To use TensorFI, users must first import the master TensorFI library in their programs (e.g., import TensorFI as ti). Then they need to add the following line of code to their programs, after the main graph of the session is constructed but before it is run (NOTE: they need not know precisely where these are done, but they would need to somehow make sure their code is executed in between).

import TensorFI as ti
fi = ti.TensorFI(s)

where s is the main session. Optionally, the following parameters can be given:

  1. fiConf: This is the location of the fault injection config file. If not specified, it defaults to the file fiConf/default.yaml. Note that right now, we only support YAML configuration files, but this can change in the future. If no config file can be found, then it uses a default configration for testing.

  2. logLevel: whether we want to enable debugging and information logging for the fault injector. The default option is none. A value of 10 indicated debug, and 20 indicates info. These correspond to the standard Python logging levels.

  3. name: Each fault injector is optionally assigned a name string, which is used in debug logging. If no name is specified, then it is given the name "noName".

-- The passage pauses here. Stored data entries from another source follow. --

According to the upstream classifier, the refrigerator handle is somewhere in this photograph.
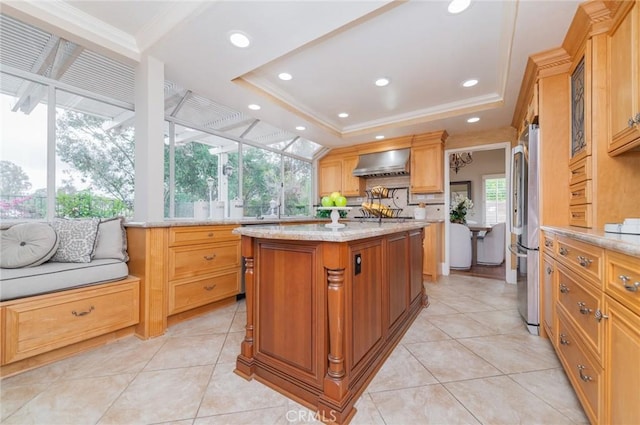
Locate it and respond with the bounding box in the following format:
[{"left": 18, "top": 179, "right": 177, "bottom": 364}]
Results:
[{"left": 508, "top": 243, "right": 527, "bottom": 258}]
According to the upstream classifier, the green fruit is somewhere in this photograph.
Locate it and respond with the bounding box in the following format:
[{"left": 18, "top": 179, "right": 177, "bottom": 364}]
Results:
[
  {"left": 321, "top": 196, "right": 334, "bottom": 207},
  {"left": 329, "top": 191, "right": 341, "bottom": 202},
  {"left": 334, "top": 196, "right": 347, "bottom": 207}
]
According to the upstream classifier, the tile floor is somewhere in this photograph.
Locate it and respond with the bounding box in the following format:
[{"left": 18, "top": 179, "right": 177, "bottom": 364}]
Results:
[{"left": 0, "top": 274, "right": 589, "bottom": 425}]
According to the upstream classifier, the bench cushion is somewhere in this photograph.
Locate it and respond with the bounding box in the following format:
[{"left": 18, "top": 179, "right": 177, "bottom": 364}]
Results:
[{"left": 0, "top": 259, "right": 128, "bottom": 301}]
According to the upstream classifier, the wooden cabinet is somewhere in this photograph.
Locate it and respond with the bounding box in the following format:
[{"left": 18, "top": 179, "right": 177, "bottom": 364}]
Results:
[
  {"left": 318, "top": 155, "right": 364, "bottom": 197},
  {"left": 423, "top": 222, "right": 442, "bottom": 282},
  {"left": 126, "top": 224, "right": 241, "bottom": 338},
  {"left": 607, "top": 0, "right": 640, "bottom": 155},
  {"left": 544, "top": 229, "right": 640, "bottom": 425},
  {"left": 410, "top": 142, "right": 443, "bottom": 193}
]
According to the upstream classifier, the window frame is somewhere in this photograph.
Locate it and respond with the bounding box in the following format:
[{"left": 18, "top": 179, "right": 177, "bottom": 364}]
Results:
[{"left": 482, "top": 173, "right": 507, "bottom": 226}]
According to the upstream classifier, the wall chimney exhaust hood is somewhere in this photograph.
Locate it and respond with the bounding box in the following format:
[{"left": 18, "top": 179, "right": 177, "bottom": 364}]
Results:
[{"left": 352, "top": 149, "right": 410, "bottom": 177}]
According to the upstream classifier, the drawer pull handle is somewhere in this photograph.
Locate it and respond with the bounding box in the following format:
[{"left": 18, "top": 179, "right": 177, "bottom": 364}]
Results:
[
  {"left": 629, "top": 117, "right": 636, "bottom": 128},
  {"left": 577, "top": 256, "right": 593, "bottom": 268},
  {"left": 208, "top": 232, "right": 214, "bottom": 237},
  {"left": 559, "top": 334, "right": 570, "bottom": 345},
  {"left": 203, "top": 254, "right": 217, "bottom": 261},
  {"left": 577, "top": 365, "right": 592, "bottom": 382},
  {"left": 204, "top": 285, "right": 217, "bottom": 291},
  {"left": 546, "top": 266, "right": 553, "bottom": 275},
  {"left": 594, "top": 309, "right": 609, "bottom": 322},
  {"left": 72, "top": 306, "right": 95, "bottom": 317},
  {"left": 571, "top": 192, "right": 581, "bottom": 197},
  {"left": 619, "top": 275, "right": 640, "bottom": 292},
  {"left": 559, "top": 283, "right": 570, "bottom": 294},
  {"left": 544, "top": 239, "right": 553, "bottom": 248},
  {"left": 577, "top": 302, "right": 592, "bottom": 315},
  {"left": 559, "top": 247, "right": 569, "bottom": 256}
]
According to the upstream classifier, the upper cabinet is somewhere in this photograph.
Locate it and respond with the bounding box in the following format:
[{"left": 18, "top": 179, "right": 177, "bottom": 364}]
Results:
[
  {"left": 318, "top": 154, "right": 364, "bottom": 197},
  {"left": 410, "top": 142, "right": 444, "bottom": 193},
  {"left": 607, "top": 0, "right": 640, "bottom": 155}
]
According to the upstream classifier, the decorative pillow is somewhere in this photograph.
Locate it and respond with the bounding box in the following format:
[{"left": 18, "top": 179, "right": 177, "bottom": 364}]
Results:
[
  {"left": 50, "top": 218, "right": 100, "bottom": 263},
  {"left": 0, "top": 223, "right": 59, "bottom": 268},
  {"left": 92, "top": 217, "right": 129, "bottom": 262}
]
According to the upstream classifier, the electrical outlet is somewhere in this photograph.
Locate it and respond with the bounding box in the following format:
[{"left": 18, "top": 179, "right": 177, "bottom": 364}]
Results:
[
  {"left": 416, "top": 194, "right": 426, "bottom": 200},
  {"left": 426, "top": 194, "right": 435, "bottom": 199},
  {"left": 357, "top": 197, "right": 363, "bottom": 202}
]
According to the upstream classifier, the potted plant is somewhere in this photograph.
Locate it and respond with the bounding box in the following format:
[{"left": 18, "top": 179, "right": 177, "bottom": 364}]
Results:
[{"left": 450, "top": 194, "right": 473, "bottom": 224}]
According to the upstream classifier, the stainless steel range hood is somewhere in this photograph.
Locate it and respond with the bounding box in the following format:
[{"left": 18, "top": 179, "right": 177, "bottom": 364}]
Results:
[{"left": 352, "top": 149, "right": 410, "bottom": 177}]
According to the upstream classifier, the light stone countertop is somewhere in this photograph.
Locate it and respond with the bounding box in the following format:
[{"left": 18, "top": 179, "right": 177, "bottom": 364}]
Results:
[
  {"left": 233, "top": 221, "right": 429, "bottom": 242},
  {"left": 123, "top": 217, "right": 322, "bottom": 228},
  {"left": 541, "top": 225, "right": 640, "bottom": 257}
]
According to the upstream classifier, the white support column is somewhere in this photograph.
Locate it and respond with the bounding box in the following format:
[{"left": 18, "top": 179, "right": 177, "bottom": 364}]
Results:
[{"left": 134, "top": 54, "right": 164, "bottom": 221}]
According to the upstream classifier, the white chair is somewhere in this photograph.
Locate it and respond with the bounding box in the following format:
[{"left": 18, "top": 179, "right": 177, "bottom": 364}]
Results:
[
  {"left": 450, "top": 223, "right": 472, "bottom": 270},
  {"left": 477, "top": 222, "right": 506, "bottom": 265}
]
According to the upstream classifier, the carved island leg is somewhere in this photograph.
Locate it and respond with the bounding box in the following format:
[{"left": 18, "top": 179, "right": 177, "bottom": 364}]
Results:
[
  {"left": 235, "top": 236, "right": 256, "bottom": 379},
  {"left": 318, "top": 267, "right": 349, "bottom": 422}
]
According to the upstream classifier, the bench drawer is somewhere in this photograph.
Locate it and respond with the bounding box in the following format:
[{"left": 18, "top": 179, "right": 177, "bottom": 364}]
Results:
[
  {"left": 169, "top": 269, "right": 240, "bottom": 315},
  {"left": 2, "top": 279, "right": 139, "bottom": 364},
  {"left": 169, "top": 240, "right": 241, "bottom": 280}
]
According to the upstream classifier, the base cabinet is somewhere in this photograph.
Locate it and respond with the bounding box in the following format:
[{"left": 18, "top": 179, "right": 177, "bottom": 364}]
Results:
[{"left": 544, "top": 229, "right": 640, "bottom": 425}]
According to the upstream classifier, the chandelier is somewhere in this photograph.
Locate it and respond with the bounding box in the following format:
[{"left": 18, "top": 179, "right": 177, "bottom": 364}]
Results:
[{"left": 449, "top": 152, "right": 473, "bottom": 173}]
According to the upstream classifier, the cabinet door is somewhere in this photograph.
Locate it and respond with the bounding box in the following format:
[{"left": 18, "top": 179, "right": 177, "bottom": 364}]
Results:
[
  {"left": 542, "top": 254, "right": 556, "bottom": 341},
  {"left": 604, "top": 295, "right": 640, "bottom": 425},
  {"left": 410, "top": 144, "right": 443, "bottom": 193},
  {"left": 318, "top": 159, "right": 342, "bottom": 196},
  {"left": 608, "top": 1, "right": 640, "bottom": 154},
  {"left": 341, "top": 155, "right": 364, "bottom": 197},
  {"left": 387, "top": 234, "right": 409, "bottom": 331}
]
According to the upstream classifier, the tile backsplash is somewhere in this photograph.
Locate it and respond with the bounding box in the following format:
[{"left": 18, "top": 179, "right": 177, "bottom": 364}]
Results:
[{"left": 343, "top": 175, "right": 445, "bottom": 220}]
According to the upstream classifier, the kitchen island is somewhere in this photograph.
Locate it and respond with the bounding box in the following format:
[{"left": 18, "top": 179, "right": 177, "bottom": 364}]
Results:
[{"left": 234, "top": 222, "right": 427, "bottom": 424}]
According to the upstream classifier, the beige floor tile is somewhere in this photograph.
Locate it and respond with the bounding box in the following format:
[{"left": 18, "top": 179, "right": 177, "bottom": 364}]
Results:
[
  {"left": 168, "top": 311, "right": 236, "bottom": 337},
  {"left": 3, "top": 374, "right": 135, "bottom": 425},
  {"left": 370, "top": 383, "right": 481, "bottom": 424},
  {"left": 509, "top": 368, "right": 590, "bottom": 424},
  {"left": 421, "top": 297, "right": 460, "bottom": 315},
  {"left": 98, "top": 365, "right": 213, "bottom": 424},
  {"left": 367, "top": 345, "right": 437, "bottom": 393},
  {"left": 348, "top": 394, "right": 386, "bottom": 425},
  {"left": 427, "top": 313, "right": 498, "bottom": 339},
  {"left": 458, "top": 333, "right": 561, "bottom": 374},
  {"left": 0, "top": 383, "right": 48, "bottom": 421},
  {"left": 194, "top": 406, "right": 285, "bottom": 424},
  {"left": 405, "top": 339, "right": 501, "bottom": 382},
  {"left": 399, "top": 313, "right": 451, "bottom": 344},
  {"left": 198, "top": 362, "right": 288, "bottom": 417},
  {"left": 463, "top": 309, "right": 528, "bottom": 335},
  {"left": 217, "top": 331, "right": 245, "bottom": 364},
  {"left": 434, "top": 295, "right": 497, "bottom": 313},
  {"left": 144, "top": 334, "right": 226, "bottom": 371},
  {"left": 445, "top": 375, "right": 576, "bottom": 424},
  {"left": 229, "top": 310, "right": 246, "bottom": 333}
]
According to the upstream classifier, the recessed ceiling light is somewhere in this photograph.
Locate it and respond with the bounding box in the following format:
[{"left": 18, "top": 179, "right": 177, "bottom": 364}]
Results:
[
  {"left": 467, "top": 117, "right": 480, "bottom": 123},
  {"left": 296, "top": 126, "right": 306, "bottom": 131},
  {"left": 375, "top": 78, "right": 390, "bottom": 87},
  {"left": 338, "top": 112, "right": 349, "bottom": 118},
  {"left": 462, "top": 79, "right": 478, "bottom": 88},
  {"left": 448, "top": 0, "right": 471, "bottom": 14},
  {"left": 229, "top": 31, "right": 251, "bottom": 48},
  {"left": 375, "top": 135, "right": 385, "bottom": 140},
  {"left": 248, "top": 104, "right": 261, "bottom": 110},
  {"left": 278, "top": 72, "right": 292, "bottom": 81}
]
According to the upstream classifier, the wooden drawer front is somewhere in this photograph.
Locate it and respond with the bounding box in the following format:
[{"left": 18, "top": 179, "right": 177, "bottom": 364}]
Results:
[
  {"left": 605, "top": 250, "right": 640, "bottom": 316},
  {"left": 169, "top": 269, "right": 240, "bottom": 315},
  {"left": 568, "top": 204, "right": 592, "bottom": 228},
  {"left": 556, "top": 264, "right": 604, "bottom": 362},
  {"left": 569, "top": 157, "right": 592, "bottom": 185},
  {"left": 169, "top": 225, "right": 239, "bottom": 246},
  {"left": 557, "top": 311, "right": 603, "bottom": 425},
  {"left": 568, "top": 180, "right": 592, "bottom": 206},
  {"left": 541, "top": 232, "right": 555, "bottom": 256},
  {"left": 3, "top": 280, "right": 139, "bottom": 364},
  {"left": 169, "top": 240, "right": 240, "bottom": 280},
  {"left": 556, "top": 236, "right": 603, "bottom": 287}
]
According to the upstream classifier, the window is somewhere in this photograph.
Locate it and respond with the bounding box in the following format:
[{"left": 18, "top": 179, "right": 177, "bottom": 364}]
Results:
[{"left": 483, "top": 174, "right": 506, "bottom": 225}]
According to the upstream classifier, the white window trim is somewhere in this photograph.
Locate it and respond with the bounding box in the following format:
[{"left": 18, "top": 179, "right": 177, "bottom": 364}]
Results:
[{"left": 482, "top": 173, "right": 506, "bottom": 225}]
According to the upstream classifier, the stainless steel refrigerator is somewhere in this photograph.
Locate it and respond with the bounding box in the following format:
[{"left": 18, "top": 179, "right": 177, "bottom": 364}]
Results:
[{"left": 510, "top": 123, "right": 540, "bottom": 335}]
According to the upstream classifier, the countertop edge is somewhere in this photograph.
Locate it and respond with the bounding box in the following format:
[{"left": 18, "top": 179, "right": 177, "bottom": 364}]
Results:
[{"left": 541, "top": 225, "right": 640, "bottom": 257}]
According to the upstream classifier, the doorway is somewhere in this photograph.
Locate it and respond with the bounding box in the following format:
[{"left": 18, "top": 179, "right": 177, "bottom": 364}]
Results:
[{"left": 443, "top": 142, "right": 515, "bottom": 284}]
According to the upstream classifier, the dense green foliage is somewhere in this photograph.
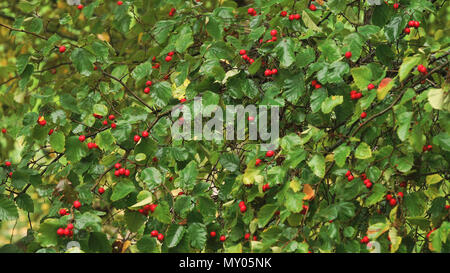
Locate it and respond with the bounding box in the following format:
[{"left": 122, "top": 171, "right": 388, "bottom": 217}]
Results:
[{"left": 0, "top": 0, "right": 449, "bottom": 253}]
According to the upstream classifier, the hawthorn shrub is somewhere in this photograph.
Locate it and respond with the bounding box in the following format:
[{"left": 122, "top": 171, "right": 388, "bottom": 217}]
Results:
[{"left": 0, "top": 0, "right": 449, "bottom": 253}]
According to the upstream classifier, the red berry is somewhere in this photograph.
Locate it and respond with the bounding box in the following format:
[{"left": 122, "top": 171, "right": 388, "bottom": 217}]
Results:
[
  {"left": 117, "top": 1, "right": 123, "bottom": 5},
  {"left": 67, "top": 223, "right": 74, "bottom": 230},
  {"left": 280, "top": 11, "right": 287, "bottom": 17},
  {"left": 111, "top": 123, "right": 117, "bottom": 129},
  {"left": 289, "top": 14, "right": 295, "bottom": 21},
  {"left": 315, "top": 84, "right": 322, "bottom": 89},
  {"left": 309, "top": 4, "right": 317, "bottom": 11},
  {"left": 368, "top": 84, "right": 375, "bottom": 90},
  {"left": 361, "top": 236, "right": 369, "bottom": 244},
  {"left": 79, "top": 135, "right": 86, "bottom": 142},
  {"left": 48, "top": 129, "right": 54, "bottom": 135},
  {"left": 119, "top": 168, "right": 125, "bottom": 175},
  {"left": 400, "top": 181, "right": 407, "bottom": 187},
  {"left": 1, "top": 128, "right": 6, "bottom": 134},
  {"left": 102, "top": 120, "right": 108, "bottom": 126},
  {"left": 311, "top": 80, "right": 317, "bottom": 86},
  {"left": 239, "top": 49, "right": 246, "bottom": 55},
  {"left": 404, "top": 27, "right": 410, "bottom": 34},
  {"left": 219, "top": 235, "right": 226, "bottom": 242},
  {"left": 413, "top": 21, "right": 420, "bottom": 28},
  {"left": 59, "top": 208, "right": 67, "bottom": 216},
  {"left": 270, "top": 29, "right": 277, "bottom": 36},
  {"left": 134, "top": 135, "right": 141, "bottom": 142},
  {"left": 244, "top": 233, "right": 251, "bottom": 240},
  {"left": 240, "top": 205, "right": 247, "bottom": 213},
  {"left": 57, "top": 228, "right": 65, "bottom": 236},
  {"left": 142, "top": 131, "right": 149, "bottom": 138},
  {"left": 59, "top": 46, "right": 66, "bottom": 53},
  {"left": 266, "top": 150, "right": 274, "bottom": 157},
  {"left": 151, "top": 230, "right": 158, "bottom": 237},
  {"left": 167, "top": 51, "right": 175, "bottom": 57},
  {"left": 408, "top": 21, "right": 415, "bottom": 27},
  {"left": 365, "top": 182, "right": 373, "bottom": 189},
  {"left": 417, "top": 65, "right": 427, "bottom": 73},
  {"left": 77, "top": 4, "right": 84, "bottom": 10},
  {"left": 73, "top": 200, "right": 81, "bottom": 209},
  {"left": 149, "top": 204, "right": 157, "bottom": 213},
  {"left": 389, "top": 198, "right": 397, "bottom": 207},
  {"left": 271, "top": 68, "right": 278, "bottom": 75},
  {"left": 87, "top": 142, "right": 96, "bottom": 149},
  {"left": 386, "top": 194, "right": 393, "bottom": 200},
  {"left": 360, "top": 112, "right": 367, "bottom": 119},
  {"left": 98, "top": 187, "right": 105, "bottom": 194},
  {"left": 247, "top": 8, "right": 255, "bottom": 15},
  {"left": 345, "top": 51, "right": 352, "bottom": 59},
  {"left": 39, "top": 119, "right": 47, "bottom": 126},
  {"left": 114, "top": 170, "right": 120, "bottom": 176},
  {"left": 427, "top": 145, "right": 432, "bottom": 150},
  {"left": 114, "top": 163, "right": 121, "bottom": 169},
  {"left": 157, "top": 233, "right": 164, "bottom": 241},
  {"left": 255, "top": 158, "right": 262, "bottom": 166},
  {"left": 294, "top": 14, "right": 300, "bottom": 20},
  {"left": 445, "top": 205, "right": 450, "bottom": 210},
  {"left": 345, "top": 170, "right": 351, "bottom": 177},
  {"left": 210, "top": 231, "right": 216, "bottom": 237},
  {"left": 347, "top": 175, "right": 354, "bottom": 181},
  {"left": 393, "top": 3, "right": 399, "bottom": 9},
  {"left": 165, "top": 56, "right": 172, "bottom": 62},
  {"left": 397, "top": 192, "right": 404, "bottom": 198},
  {"left": 264, "top": 69, "right": 272, "bottom": 77}
]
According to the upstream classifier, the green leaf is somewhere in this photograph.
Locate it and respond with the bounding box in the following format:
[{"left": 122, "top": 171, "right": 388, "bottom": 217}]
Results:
[
  {"left": 351, "top": 66, "right": 372, "bottom": 90},
  {"left": 131, "top": 62, "right": 152, "bottom": 82},
  {"left": 399, "top": 55, "right": 421, "bottom": 82},
  {"left": 36, "top": 218, "right": 59, "bottom": 247},
  {"left": 124, "top": 210, "right": 146, "bottom": 233},
  {"left": 88, "top": 232, "right": 112, "bottom": 253},
  {"left": 187, "top": 223, "right": 207, "bottom": 249},
  {"left": 137, "top": 235, "right": 159, "bottom": 253},
  {"left": 257, "top": 204, "right": 278, "bottom": 228},
  {"left": 0, "top": 196, "right": 19, "bottom": 221},
  {"left": 365, "top": 184, "right": 387, "bottom": 206},
  {"left": 274, "top": 38, "right": 295, "bottom": 68},
  {"left": 16, "top": 193, "right": 34, "bottom": 213},
  {"left": 177, "top": 161, "right": 198, "bottom": 191},
  {"left": 153, "top": 201, "right": 171, "bottom": 224},
  {"left": 140, "top": 167, "right": 162, "bottom": 190},
  {"left": 151, "top": 81, "right": 172, "bottom": 107},
  {"left": 166, "top": 225, "right": 186, "bottom": 248},
  {"left": 70, "top": 48, "right": 96, "bottom": 76},
  {"left": 308, "top": 154, "right": 325, "bottom": 178},
  {"left": 93, "top": 104, "right": 108, "bottom": 116},
  {"left": 111, "top": 180, "right": 136, "bottom": 202},
  {"left": 334, "top": 144, "right": 351, "bottom": 167},
  {"left": 355, "top": 142, "right": 372, "bottom": 159},
  {"left": 49, "top": 131, "right": 65, "bottom": 153},
  {"left": 322, "top": 96, "right": 343, "bottom": 114}
]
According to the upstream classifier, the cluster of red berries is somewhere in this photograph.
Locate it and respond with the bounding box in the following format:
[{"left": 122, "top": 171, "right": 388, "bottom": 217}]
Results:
[
  {"left": 350, "top": 90, "right": 363, "bottom": 100},
  {"left": 264, "top": 68, "right": 278, "bottom": 77},
  {"left": 169, "top": 8, "right": 176, "bottom": 17},
  {"left": 113, "top": 162, "right": 131, "bottom": 177},
  {"left": 238, "top": 201, "right": 247, "bottom": 213},
  {"left": 280, "top": 11, "right": 301, "bottom": 21},
  {"left": 134, "top": 130, "right": 149, "bottom": 143},
  {"left": 360, "top": 236, "right": 369, "bottom": 244},
  {"left": 150, "top": 230, "right": 165, "bottom": 241},
  {"left": 209, "top": 231, "right": 226, "bottom": 242},
  {"left": 165, "top": 51, "right": 174, "bottom": 62},
  {"left": 345, "top": 170, "right": 354, "bottom": 181},
  {"left": 266, "top": 29, "right": 278, "bottom": 43},
  {"left": 262, "top": 183, "right": 270, "bottom": 192},
  {"left": 385, "top": 193, "right": 399, "bottom": 207},
  {"left": 247, "top": 8, "right": 257, "bottom": 16},
  {"left": 57, "top": 223, "right": 74, "bottom": 237},
  {"left": 311, "top": 80, "right": 322, "bottom": 90},
  {"left": 37, "top": 116, "right": 47, "bottom": 126},
  {"left": 239, "top": 49, "right": 255, "bottom": 64},
  {"left": 4, "top": 161, "right": 13, "bottom": 178},
  {"left": 101, "top": 114, "right": 117, "bottom": 129},
  {"left": 244, "top": 233, "right": 257, "bottom": 241},
  {"left": 417, "top": 64, "right": 428, "bottom": 75},
  {"left": 404, "top": 20, "right": 420, "bottom": 34},
  {"left": 144, "top": 80, "right": 153, "bottom": 94},
  {"left": 361, "top": 173, "right": 373, "bottom": 189},
  {"left": 422, "top": 144, "right": 432, "bottom": 152},
  {"left": 139, "top": 203, "right": 157, "bottom": 216}
]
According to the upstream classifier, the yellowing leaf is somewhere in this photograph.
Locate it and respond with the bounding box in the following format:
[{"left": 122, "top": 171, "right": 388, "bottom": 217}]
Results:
[
  {"left": 377, "top": 77, "right": 394, "bottom": 100},
  {"left": 290, "top": 179, "right": 301, "bottom": 192},
  {"left": 303, "top": 184, "right": 315, "bottom": 200},
  {"left": 426, "top": 174, "right": 443, "bottom": 185}
]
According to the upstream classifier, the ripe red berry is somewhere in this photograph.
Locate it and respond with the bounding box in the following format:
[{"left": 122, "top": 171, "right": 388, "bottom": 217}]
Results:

  4. disableInjections: This is a boolean variable, which if set to True, disables fault injections upon calling the run command. The default value is False, and hence injections are enabled as soon as the above line of code is encountered. But in some situations, it may be preferable to wait until later to perform the fault injections, e.g., when the user is using fiRun or fiLoop (later).

  5. fiPrefix: This is the prefix to attach to all fault injection nodes inserted by TensorFI, for easy identification in the graph (e.g., with TensorBoard). The default prefix is "fi_".

Once the above line is encountered, TensorFI runs the instrumentation phase, and when the session.run() command is launched, it runs the execution phase. From this point on, faults will be injected into the execution phase of the graph unless they were turned off using the diableInjections option above.

All fault injections will be logged to a log file. See Logging below for more details about the log format.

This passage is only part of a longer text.